Джордж поспешил следом за ним.
— Пастору Монтанику помощь вряд ли понадобится, и на самом деле он никакой не двоюродный. Просто надеешься избежать объятий настоящей своей семьи.
— Нет. Я надеюсь выпрямить мой пенс.
Я пошел за ними, предполагая, что это какой-то индейский эвфемизм, в смысле «поднять своего дурака».
Когда мы подошли к зрителям, я увидел, что один столб изгороди выдернут из земли и рядом валяются поперечные жерди. Судя по налипшей на столб земле, он был вкопан почти на метр. Я огляделся: интересно, какой рычаг и какую точку опоры использовали, чтобы извлечь столб? В это время обе кучки зрителей вдруг расступились, и моим глазам предстало поразительное зрелище.

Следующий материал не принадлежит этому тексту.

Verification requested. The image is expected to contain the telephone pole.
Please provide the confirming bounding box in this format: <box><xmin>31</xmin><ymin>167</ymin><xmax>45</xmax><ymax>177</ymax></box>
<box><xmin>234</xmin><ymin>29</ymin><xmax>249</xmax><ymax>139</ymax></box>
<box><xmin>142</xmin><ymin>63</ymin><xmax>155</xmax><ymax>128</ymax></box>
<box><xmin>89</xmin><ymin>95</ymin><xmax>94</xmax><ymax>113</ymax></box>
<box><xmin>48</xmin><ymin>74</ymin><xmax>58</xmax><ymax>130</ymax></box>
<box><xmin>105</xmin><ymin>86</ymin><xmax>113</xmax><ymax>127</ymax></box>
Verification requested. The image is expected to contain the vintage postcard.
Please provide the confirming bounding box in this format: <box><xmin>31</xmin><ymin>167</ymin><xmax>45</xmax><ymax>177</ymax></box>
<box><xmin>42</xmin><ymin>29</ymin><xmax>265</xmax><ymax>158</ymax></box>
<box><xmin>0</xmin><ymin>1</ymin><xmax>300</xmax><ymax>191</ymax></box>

Бренча бубенчиками, в проем проехал фургон с пустыми постромками. Обычный деревянный четырехколесный грузовой фургон, какие и сейчас иногда увидишь на товарных дворах, — но выглядел он отнюдь не обычно. Весь экипаж был расписан картинками библейского содержания. На спинке сиденья был изображен кит, выплевывающий Иону. На борту ангелы и крылатые лошади кружили над туземной сценой Рождества. Малютка Иисус сидел, словно аршин проглотив, на чернохвостом олене с добрыми глазами; три волхва в головных уборах из перьев ехали на пегих лошадках. Все колеса, кроме сломанного запасного, были украшены перьями и лентами, заплетенными в спицы. Такую вещь мог наскоро соорудить Иезекииль после видения колес в колесах.

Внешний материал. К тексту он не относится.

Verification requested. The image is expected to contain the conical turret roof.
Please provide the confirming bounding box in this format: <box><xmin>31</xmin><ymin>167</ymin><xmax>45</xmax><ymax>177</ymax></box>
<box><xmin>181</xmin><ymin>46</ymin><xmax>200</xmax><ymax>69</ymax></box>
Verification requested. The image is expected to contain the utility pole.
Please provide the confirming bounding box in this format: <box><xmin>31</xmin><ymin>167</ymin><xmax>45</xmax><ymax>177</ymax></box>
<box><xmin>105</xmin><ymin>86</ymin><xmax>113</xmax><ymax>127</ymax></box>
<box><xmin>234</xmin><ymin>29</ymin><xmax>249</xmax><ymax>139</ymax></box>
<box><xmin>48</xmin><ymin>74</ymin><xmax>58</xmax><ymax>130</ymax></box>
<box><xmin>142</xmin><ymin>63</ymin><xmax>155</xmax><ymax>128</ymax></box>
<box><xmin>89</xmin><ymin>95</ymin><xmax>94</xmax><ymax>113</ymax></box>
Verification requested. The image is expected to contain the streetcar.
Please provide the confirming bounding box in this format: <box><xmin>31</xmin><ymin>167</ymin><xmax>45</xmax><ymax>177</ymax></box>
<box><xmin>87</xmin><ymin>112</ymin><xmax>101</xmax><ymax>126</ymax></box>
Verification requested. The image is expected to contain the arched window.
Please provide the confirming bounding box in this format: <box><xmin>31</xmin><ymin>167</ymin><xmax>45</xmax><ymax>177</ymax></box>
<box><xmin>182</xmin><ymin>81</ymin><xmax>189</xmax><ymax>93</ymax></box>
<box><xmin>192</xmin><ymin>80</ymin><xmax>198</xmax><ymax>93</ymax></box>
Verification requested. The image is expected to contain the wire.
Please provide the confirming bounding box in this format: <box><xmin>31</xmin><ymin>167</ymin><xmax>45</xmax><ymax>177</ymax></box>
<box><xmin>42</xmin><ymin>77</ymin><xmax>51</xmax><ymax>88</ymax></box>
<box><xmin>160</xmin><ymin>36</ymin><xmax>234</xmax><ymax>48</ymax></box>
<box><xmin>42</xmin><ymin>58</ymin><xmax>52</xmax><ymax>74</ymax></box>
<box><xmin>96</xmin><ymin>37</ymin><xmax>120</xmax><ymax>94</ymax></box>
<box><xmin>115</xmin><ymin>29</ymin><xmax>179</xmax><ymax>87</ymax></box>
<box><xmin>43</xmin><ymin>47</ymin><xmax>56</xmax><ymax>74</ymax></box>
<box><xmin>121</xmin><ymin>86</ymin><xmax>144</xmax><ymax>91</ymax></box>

Но самым удивительным в этом бряцающем алтаре было то, как я уже упомянул, что двигался он без помощи лошадей. Или мулов, или волов, или каких-либо иных тягловых животных. Не было даже дышла, чтобы припрячь животное!

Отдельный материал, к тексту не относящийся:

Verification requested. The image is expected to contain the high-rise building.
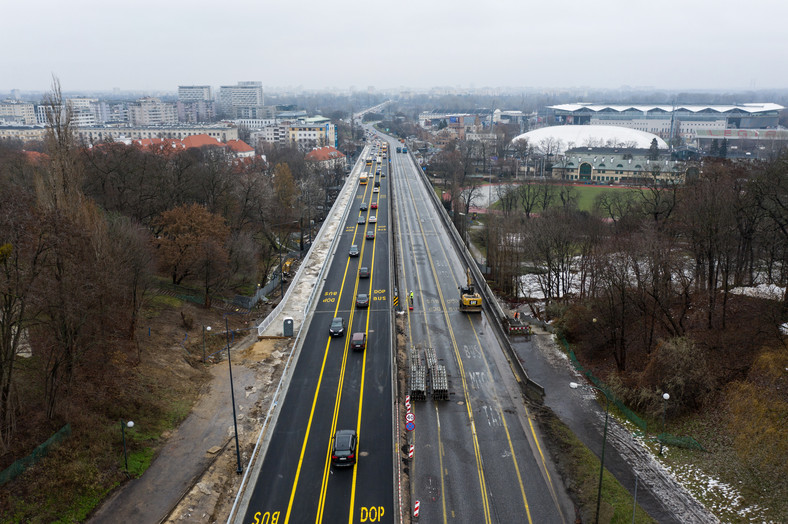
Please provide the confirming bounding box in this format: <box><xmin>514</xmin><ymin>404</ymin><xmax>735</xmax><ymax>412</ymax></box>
<box><xmin>129</xmin><ymin>97</ymin><xmax>178</xmax><ymax>126</ymax></box>
<box><xmin>177</xmin><ymin>86</ymin><xmax>216</xmax><ymax>123</ymax></box>
<box><xmin>0</xmin><ymin>100</ymin><xmax>36</xmax><ymax>125</ymax></box>
<box><xmin>178</xmin><ymin>86</ymin><xmax>213</xmax><ymax>102</ymax></box>
<box><xmin>219</xmin><ymin>82</ymin><xmax>265</xmax><ymax>118</ymax></box>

Пока я ломал голову над этой загадкой, показался наконец и сам владелец перевозочного средства — он шел возле заднего угла в сопровождении хромого старого койота. Человек был возраста неопределенного, формы и цвета картофелины. Одет при этом в подробнейший индейский наряд, равных которому я еще не видел, — от головного убора из орлиных перьев до мокасин из оленьей кожи. Лента на лбу была с бисером, жилет — с бисером, кожаные штаны — с бисером. Ожерелье из четырех ниток свисало до самого картофельного живота; красные бусины в нем перемежались с белыми трубками. Эти трубки, как я позже выяснил, были вываренными хребтами редкого морского ежа и очень ценились. Среди всего этого индейского великолепия выделялось одно маленькое ювелирное изделие — серебряное распятие на изящной цепочке.